What I am arguing against is using CFLs to represent inherently regular
data. There is nothing wrong with regular... I know you all have mixed
feelings about regular expressions, since people abuse them a lot to
parse CFL data. The reason for that is that there simply aren't tools
with comparable power and flexibility that would apply to general CFLs
(the other part of the reason is that people insist on dumping simple
regular data embedded in a CFL of some sort). Tools for specific CFLs
(XML, JSON, YAML) are comparatively rare, unwieldy and buggy, each comes
with its own learning curve, etc.

While you claim that tools for parsing YAML are universally available,
tools for parsing *any* regular language are actually much more
ubiquitous. And even though they are, within their class of languages,
more general (they cover all RLs, not just a specific subset), the
parsers are not any more complex (actually to the contrary), as can be
demonstrated by writing parsers for the various proposed formats (YAML
and regular) in this thread.

> a) dumping "annotate" information in a way that's easy to elaborate
> b) dumping an "annotated" content that's easy to the human eye

No-one ever argued against that split (well, not me anyway). For humans,
we have the output I quoted in the original mail about annotate rewrite,
with a numbered list of patches at top and lines marked with patch
numbers.

The machine-readable version looks like

20100903001327-fb03a-045b1923d4b1b1b432d3e3b03840101f4f9891e3 | text
20100903001327-fb03a-045b1923d4b1b1b432d3e3b03840101f4f9891e3 | more text

It is so trivial to parse that there's no way you could make it more
trivial with YAML or any other format you can think of. If the patch
hash format changes, either both YAML and RE parsers cope, or both
break, but neither can do better than the other in principle.

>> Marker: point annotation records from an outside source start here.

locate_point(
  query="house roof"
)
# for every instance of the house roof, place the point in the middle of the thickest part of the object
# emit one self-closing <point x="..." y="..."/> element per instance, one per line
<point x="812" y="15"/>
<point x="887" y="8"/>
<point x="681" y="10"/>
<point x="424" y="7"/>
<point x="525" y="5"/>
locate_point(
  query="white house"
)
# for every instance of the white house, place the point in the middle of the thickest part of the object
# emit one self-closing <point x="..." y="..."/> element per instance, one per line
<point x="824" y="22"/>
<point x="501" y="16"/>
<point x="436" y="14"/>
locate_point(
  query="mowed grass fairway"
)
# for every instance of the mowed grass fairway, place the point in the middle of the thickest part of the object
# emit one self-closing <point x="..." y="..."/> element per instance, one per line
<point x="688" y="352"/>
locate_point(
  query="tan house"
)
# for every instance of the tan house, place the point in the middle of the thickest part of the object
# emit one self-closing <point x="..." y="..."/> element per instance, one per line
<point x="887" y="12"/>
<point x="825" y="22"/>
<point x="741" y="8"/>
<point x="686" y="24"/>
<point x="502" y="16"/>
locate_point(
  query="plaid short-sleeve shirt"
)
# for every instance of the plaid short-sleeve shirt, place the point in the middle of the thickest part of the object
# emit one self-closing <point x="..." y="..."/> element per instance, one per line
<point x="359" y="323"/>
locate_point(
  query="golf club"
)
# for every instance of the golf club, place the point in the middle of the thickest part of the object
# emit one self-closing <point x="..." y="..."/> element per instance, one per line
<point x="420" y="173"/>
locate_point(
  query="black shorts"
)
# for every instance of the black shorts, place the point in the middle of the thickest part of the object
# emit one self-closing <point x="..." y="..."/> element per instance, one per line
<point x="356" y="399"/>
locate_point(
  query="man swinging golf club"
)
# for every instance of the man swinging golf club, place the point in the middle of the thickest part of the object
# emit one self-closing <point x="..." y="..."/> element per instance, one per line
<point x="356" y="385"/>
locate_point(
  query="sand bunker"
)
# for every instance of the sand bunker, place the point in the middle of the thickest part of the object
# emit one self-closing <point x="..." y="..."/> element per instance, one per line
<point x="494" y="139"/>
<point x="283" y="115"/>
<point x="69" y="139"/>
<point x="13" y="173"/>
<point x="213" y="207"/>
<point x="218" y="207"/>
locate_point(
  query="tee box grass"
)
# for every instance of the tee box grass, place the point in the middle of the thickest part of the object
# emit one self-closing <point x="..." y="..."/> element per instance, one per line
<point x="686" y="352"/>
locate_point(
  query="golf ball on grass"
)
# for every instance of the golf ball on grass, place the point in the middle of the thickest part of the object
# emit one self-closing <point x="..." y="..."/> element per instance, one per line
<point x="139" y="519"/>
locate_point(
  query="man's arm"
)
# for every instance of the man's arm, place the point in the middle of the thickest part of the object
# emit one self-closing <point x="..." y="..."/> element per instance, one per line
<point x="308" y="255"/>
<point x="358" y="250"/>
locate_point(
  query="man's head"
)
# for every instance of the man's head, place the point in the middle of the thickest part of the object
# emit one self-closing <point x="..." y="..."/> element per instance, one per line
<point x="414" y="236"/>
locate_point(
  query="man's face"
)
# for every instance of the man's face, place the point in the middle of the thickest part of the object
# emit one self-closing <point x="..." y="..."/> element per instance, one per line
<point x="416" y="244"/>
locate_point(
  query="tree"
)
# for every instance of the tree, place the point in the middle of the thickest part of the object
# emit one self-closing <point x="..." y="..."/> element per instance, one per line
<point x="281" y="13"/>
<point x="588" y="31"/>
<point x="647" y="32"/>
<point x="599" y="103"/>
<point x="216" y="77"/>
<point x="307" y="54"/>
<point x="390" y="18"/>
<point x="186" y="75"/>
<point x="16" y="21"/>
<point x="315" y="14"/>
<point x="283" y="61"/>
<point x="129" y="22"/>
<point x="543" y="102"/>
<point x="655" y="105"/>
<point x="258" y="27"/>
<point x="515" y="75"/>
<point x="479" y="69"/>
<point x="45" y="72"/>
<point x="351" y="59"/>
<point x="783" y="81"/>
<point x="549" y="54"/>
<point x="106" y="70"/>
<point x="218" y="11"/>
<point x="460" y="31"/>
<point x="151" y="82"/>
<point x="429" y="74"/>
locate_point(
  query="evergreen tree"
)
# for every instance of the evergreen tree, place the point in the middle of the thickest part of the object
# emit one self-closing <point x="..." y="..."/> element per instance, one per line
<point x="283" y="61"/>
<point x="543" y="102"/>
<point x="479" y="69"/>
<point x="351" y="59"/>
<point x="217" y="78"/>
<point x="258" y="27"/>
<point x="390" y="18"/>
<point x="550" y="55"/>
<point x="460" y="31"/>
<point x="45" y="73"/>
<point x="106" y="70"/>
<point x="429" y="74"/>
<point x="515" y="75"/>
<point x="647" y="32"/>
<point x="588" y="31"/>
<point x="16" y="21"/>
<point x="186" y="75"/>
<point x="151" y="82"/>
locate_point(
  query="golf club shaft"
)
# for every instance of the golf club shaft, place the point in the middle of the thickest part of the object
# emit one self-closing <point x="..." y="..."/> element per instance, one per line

> For subproblem b), I'll ideally code something like
>
>     $ darcs annotate --yaml README
>     - 20100903001327-fb03a-045b1923d4b1b1b432d3e3b03840101f4f9891e3
>     - 20100904030947-fb03a-fac657d51ee80c33488031d8bdcfab769aa7f83c
>     - 20100904151247-a433a-oac77ade86ab7772cbb1932acdffc65f11abcd81
>     lines_patch: [1, 3, 2]
>
> where "lines_patch" (an attribute with a better name to come) is an
> array where each item is the index to the patch that touched the
> "positional-corresponding" line of content. No fancy escape needed,
> very compact, and basically all that tracdarcs needs to do its work.

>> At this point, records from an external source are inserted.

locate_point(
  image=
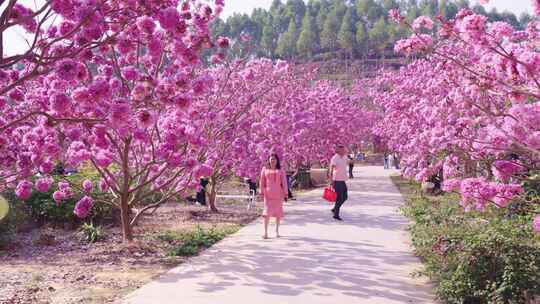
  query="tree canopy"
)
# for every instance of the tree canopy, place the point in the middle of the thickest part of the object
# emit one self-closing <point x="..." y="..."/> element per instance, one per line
<point x="322" y="29"/>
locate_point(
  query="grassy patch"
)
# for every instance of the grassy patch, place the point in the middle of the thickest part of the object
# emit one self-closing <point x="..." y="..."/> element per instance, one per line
<point x="491" y="257"/>
<point x="191" y="242"/>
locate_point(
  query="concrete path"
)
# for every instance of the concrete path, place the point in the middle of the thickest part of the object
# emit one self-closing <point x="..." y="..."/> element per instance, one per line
<point x="365" y="259"/>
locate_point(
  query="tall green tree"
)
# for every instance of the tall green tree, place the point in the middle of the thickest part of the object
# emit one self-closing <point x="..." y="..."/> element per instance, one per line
<point x="378" y="36"/>
<point x="295" y="9"/>
<point x="269" y="38"/>
<point x="346" y="38"/>
<point x="307" y="44"/>
<point x="329" y="32"/>
<point x="287" y="42"/>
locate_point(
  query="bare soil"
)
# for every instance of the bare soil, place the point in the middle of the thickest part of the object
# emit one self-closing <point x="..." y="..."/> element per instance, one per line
<point x="49" y="265"/>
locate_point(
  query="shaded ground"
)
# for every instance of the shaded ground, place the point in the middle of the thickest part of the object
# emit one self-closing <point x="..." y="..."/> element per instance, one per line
<point x="366" y="259"/>
<point x="50" y="265"/>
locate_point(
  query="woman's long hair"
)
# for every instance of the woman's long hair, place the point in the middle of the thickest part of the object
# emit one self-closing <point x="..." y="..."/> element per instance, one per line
<point x="278" y="163"/>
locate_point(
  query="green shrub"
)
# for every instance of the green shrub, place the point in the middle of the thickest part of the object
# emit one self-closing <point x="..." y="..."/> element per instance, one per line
<point x="17" y="215"/>
<point x="474" y="257"/>
<point x="91" y="233"/>
<point x="189" y="243"/>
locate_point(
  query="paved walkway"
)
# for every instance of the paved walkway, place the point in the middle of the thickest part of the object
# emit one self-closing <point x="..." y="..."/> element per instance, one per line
<point x="365" y="259"/>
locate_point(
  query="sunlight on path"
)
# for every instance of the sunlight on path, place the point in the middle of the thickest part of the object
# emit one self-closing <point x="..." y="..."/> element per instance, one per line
<point x="365" y="259"/>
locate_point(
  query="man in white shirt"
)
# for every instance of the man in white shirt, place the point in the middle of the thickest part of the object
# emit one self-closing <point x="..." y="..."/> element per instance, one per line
<point x="337" y="177"/>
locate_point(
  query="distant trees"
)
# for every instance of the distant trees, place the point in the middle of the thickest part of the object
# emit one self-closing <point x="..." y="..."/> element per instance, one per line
<point x="319" y="29"/>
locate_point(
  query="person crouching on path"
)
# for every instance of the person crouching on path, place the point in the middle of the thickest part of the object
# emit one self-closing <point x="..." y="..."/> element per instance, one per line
<point x="338" y="176"/>
<point x="274" y="190"/>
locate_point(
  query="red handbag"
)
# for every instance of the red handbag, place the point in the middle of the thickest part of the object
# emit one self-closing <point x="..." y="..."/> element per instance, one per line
<point x="329" y="194"/>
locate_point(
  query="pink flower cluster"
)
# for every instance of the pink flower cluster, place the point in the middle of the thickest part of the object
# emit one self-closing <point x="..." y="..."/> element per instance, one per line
<point x="469" y="103"/>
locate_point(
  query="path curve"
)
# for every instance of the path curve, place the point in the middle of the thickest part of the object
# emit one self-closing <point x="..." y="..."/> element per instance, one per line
<point x="365" y="259"/>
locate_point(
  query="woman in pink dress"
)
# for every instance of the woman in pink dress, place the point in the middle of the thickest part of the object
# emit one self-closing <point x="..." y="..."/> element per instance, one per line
<point x="274" y="190"/>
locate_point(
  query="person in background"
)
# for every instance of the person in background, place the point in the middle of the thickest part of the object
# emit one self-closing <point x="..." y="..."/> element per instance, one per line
<point x="338" y="178"/>
<point x="351" y="164"/>
<point x="274" y="191"/>
<point x="252" y="186"/>
<point x="200" y="196"/>
<point x="291" y="174"/>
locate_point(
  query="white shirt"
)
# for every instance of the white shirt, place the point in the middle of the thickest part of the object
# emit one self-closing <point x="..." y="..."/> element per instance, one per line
<point x="340" y="164"/>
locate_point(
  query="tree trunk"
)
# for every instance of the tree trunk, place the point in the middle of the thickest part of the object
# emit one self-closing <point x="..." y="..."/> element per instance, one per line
<point x="125" y="209"/>
<point x="125" y="218"/>
<point x="212" y="195"/>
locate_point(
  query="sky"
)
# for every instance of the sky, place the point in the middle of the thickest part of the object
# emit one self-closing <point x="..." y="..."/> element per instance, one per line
<point x="15" y="42"/>
<point x="246" y="6"/>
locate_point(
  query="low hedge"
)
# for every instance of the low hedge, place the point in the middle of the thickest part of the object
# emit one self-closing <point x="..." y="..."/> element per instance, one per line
<point x="490" y="257"/>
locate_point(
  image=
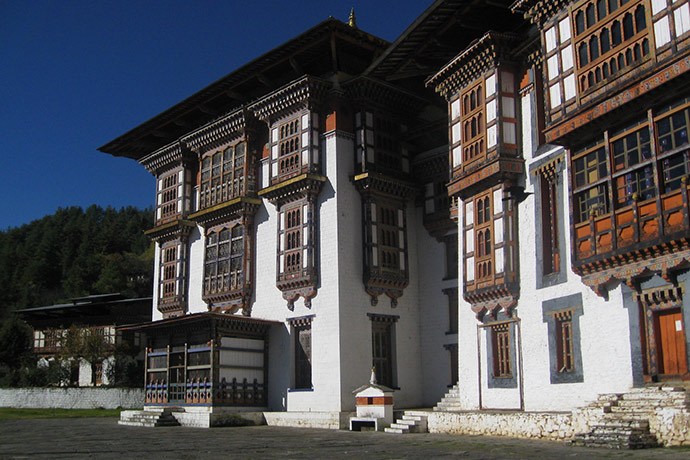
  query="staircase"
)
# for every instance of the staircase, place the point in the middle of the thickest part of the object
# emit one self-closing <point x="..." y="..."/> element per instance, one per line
<point x="622" y="420"/>
<point x="411" y="422"/>
<point x="451" y="401"/>
<point x="149" y="418"/>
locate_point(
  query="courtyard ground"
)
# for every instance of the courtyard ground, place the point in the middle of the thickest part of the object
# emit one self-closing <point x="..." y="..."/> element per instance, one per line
<point x="103" y="438"/>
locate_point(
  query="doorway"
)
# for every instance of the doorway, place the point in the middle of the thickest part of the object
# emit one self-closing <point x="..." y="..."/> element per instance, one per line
<point x="670" y="338"/>
<point x="663" y="334"/>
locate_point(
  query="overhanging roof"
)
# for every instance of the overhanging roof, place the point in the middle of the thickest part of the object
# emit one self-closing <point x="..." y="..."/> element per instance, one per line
<point x="87" y="310"/>
<point x="437" y="35"/>
<point x="196" y="318"/>
<point x="331" y="46"/>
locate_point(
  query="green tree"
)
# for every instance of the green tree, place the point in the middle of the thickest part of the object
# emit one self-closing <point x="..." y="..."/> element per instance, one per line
<point x="88" y="344"/>
<point x="15" y="348"/>
<point x="15" y="342"/>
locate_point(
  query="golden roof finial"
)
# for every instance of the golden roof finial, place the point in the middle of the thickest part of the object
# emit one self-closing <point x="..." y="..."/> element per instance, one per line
<point x="352" y="22"/>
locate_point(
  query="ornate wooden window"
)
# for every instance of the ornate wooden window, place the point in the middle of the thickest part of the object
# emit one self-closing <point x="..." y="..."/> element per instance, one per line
<point x="631" y="187"/>
<point x="289" y="145"/>
<point x="98" y="373"/>
<point x="591" y="196"/>
<point x="169" y="270"/>
<point x="500" y="347"/>
<point x="223" y="175"/>
<point x="292" y="238"/>
<point x="390" y="250"/>
<point x="39" y="340"/>
<point x="610" y="37"/>
<point x="169" y="195"/>
<point x="473" y="122"/>
<point x="672" y="133"/>
<point x="294" y="146"/>
<point x="549" y="224"/>
<point x="378" y="139"/>
<point x="564" y="342"/>
<point x="171" y="278"/>
<point x="484" y="260"/>
<point x="224" y="262"/>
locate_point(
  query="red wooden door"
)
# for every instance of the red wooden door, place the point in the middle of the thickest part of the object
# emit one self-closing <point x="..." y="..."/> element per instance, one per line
<point x="671" y="343"/>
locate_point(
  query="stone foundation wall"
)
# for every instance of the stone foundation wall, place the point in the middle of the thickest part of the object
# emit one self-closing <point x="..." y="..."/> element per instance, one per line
<point x="545" y="425"/>
<point x="72" y="398"/>
<point x="671" y="426"/>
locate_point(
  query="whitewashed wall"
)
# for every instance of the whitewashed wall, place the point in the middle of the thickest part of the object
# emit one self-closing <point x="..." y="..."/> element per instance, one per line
<point x="604" y="324"/>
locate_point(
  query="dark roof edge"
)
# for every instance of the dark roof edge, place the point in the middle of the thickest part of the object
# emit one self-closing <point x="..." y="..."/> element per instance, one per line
<point x="406" y="33"/>
<point x="216" y="87"/>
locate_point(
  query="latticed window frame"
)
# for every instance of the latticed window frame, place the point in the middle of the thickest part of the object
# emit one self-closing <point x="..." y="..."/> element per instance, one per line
<point x="565" y="356"/>
<point x="224" y="260"/>
<point x="501" y="350"/>
<point x="377" y="137"/>
<point x="642" y="173"/>
<point x="223" y="174"/>
<point x="473" y="121"/>
<point x="609" y="41"/>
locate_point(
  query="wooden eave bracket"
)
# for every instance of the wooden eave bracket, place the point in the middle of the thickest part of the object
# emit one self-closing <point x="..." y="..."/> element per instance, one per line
<point x="177" y="228"/>
<point x="233" y="209"/>
<point x="373" y="182"/>
<point x="307" y="183"/>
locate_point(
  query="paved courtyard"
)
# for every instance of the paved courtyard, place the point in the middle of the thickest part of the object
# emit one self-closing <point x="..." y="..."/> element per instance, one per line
<point x="103" y="438"/>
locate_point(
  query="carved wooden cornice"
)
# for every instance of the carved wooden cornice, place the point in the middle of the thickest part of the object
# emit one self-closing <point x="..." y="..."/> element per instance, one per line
<point x="373" y="93"/>
<point x="230" y="210"/>
<point x="291" y="98"/>
<point x="303" y="285"/>
<point x="297" y="187"/>
<point x="432" y="167"/>
<point x="502" y="300"/>
<point x="662" y="297"/>
<point x="378" y="282"/>
<point x="167" y="157"/>
<point x="486" y="175"/>
<point x="371" y="182"/>
<point x="231" y="301"/>
<point x="484" y="54"/>
<point x="177" y="229"/>
<point x="664" y="260"/>
<point x="172" y="309"/>
<point x="539" y="11"/>
<point x="219" y="132"/>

There are certainly tools that would benefit from getting the file
contents as part of the annotate, especially those that work with
multiple VCSes (I believe all other tools give you the lines). Although
I see how you could apply that argument to the patchinfos for the
hashes. Nevertheless, the general practice seems to be to give complete
file contents in annotate.

Yours,
   Petr.